Il y a deux choses tout de même qu’il faudrait dire à notre Brunehilde. Tout d’abord, « Rimbaud et Verlaine » au Panthéon, c’est faire la plus décisive injure à l’œuvre de Rimbaud d’une part, et de Verlaine de l’autre ; c’est littéralement les réduire à leur jeu de la bête à deux dos, puisque c’est leur couple, et non l’un ou l’autre de ses membres, qu’on veut fourguer dans l’Eden des tombes sinistres. C’est les condamner, comme telle cinéaste de Vanity Fair, à jouer pour l’éternité leur numéro de « vierge folle et d’époux infernal » ; c’est arracher à Rimbaud son Bateau ivre et son Génie, et sa Saison en enfer, pour l’enfermer dans l’enfer définitif, cette fois, de la tombe de Rimboverlaine. C’est arracher à Verlaine ses masques et bergamasques, ses jadis et naguère et ses parallèlement, pour l’hypostasier dans le Colloque sentimental où deux âmes sont à jamais enfermées, damnées par l’admiration haineuse des toutalitaires qui ne voient en eux qu’un symbole de leur lutte en forme de suicide collectif, et passeront par profits et pertes, sinon dans le discours présidentiel écrit par quelque normalien pointu, l’ouvrage de ces deux immenses artistes qui n’ont strictement rien à voir l’un avec l’autre.
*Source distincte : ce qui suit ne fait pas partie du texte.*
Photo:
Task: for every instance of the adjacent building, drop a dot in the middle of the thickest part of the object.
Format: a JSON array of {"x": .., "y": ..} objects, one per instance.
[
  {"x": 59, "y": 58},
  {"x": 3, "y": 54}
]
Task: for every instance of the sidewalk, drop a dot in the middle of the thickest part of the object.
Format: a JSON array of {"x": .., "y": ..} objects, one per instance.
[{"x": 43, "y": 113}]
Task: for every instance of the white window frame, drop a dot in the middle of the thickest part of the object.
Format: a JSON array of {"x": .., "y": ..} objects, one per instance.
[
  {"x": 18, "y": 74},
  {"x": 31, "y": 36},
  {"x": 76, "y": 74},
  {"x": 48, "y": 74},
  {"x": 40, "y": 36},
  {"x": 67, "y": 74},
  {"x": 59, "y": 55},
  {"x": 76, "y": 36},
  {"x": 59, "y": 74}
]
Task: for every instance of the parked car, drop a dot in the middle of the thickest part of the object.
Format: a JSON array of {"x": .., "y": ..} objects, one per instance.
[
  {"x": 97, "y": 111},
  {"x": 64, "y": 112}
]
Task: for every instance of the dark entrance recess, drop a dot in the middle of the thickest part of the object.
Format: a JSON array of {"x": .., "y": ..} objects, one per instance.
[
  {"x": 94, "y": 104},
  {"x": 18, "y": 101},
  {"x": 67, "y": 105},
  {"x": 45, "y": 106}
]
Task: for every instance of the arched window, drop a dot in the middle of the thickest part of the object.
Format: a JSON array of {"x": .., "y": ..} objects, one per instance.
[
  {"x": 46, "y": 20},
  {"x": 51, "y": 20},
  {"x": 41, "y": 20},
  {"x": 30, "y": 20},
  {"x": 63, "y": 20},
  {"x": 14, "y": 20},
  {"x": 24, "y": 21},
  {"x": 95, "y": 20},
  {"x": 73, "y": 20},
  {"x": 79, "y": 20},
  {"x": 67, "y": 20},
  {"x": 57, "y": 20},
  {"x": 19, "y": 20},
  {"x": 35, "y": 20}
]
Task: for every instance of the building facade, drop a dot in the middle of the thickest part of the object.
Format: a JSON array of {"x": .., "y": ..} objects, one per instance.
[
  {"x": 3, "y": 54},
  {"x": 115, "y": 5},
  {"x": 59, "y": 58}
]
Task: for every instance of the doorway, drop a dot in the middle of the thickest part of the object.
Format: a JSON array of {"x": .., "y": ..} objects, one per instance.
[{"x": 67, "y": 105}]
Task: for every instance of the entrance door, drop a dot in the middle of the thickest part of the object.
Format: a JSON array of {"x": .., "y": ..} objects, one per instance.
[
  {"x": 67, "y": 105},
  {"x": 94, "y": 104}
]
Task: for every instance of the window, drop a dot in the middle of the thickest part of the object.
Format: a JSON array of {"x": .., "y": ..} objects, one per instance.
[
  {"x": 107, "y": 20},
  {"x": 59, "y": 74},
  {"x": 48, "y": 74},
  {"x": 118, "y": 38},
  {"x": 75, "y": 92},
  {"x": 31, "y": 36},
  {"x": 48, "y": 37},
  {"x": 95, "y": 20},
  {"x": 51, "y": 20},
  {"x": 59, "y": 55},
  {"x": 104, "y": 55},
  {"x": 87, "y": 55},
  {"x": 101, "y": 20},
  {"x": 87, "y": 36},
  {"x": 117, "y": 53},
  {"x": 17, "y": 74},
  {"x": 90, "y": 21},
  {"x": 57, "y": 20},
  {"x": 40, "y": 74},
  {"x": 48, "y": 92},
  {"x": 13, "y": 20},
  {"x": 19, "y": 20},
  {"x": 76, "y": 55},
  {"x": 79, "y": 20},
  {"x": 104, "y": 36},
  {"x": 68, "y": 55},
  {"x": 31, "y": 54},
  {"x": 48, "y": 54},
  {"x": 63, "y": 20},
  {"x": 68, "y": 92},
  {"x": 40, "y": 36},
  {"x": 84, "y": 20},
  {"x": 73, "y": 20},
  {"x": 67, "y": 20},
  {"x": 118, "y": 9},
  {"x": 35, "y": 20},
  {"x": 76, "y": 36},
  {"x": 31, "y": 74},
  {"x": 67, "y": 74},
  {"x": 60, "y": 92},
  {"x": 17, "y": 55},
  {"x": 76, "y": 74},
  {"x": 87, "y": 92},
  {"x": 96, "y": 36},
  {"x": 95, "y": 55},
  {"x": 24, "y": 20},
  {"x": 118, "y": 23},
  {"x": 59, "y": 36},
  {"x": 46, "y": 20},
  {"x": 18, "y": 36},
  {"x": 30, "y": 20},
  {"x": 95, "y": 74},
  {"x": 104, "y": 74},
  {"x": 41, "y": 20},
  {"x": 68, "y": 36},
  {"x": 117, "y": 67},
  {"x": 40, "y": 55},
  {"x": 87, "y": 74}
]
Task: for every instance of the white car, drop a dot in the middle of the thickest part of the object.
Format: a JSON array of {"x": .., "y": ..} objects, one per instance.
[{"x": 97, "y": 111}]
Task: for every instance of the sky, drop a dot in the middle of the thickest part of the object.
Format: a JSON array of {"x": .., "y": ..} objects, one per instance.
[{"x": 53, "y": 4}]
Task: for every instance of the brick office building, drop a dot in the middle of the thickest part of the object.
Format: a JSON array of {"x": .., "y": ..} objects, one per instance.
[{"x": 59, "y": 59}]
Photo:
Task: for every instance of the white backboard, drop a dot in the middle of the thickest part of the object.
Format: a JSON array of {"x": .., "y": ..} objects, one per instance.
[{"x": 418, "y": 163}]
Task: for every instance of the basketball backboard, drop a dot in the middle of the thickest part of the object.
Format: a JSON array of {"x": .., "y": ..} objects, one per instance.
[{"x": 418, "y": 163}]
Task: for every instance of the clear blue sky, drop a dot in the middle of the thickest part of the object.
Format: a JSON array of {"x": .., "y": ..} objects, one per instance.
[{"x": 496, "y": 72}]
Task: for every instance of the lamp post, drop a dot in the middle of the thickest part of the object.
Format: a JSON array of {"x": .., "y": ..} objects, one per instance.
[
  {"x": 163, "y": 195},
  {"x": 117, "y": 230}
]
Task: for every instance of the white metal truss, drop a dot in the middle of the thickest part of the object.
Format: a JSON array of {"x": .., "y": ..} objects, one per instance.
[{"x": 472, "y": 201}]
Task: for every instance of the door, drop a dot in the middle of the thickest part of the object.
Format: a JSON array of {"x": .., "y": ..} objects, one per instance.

Trop bête pour comprendre, la nouvelle Eve ? Tant pis pour nous tous, c’est-à-dire pour personne.
Un dernier point cependant.
J’énonce, en parfaite irresponsabilité poétique, ce théorème : il n’y a pas de plus grande injure, de plus grande profanation du poète de Charleville que de déterrer ses pauvres ossements, et de le fourguer dans ce temple infect de l’auto-satisfaction française. C’est le ramener, en somme, dans le kiosque qu’il conspuait dans A la musique, et l’y enfermer à double tour. Car voilà ce que nous sommes, sous nos dehors progressistes : de haineux bourgeois, qui n’aspirent qu’à la mort, définitive, du génie, de la liberté et de la création.
Vive la République.
Vive la France, Vénus anadyomène, c’est à dire, pour reprendre le vers immortel de celui qu’on peut panthéoniser, cette idole « belle hideusement d’un ulcère à l’anus. »
Et bien organisons – je ne sais pas organiser, seulement participer – le jour J de la Panthéonisation du « couple », au Panthéon même, une grande manifestation de LIBERATION de Verlaine et de Rimbaud, avec lecture de leurs plus subversifs poèmes.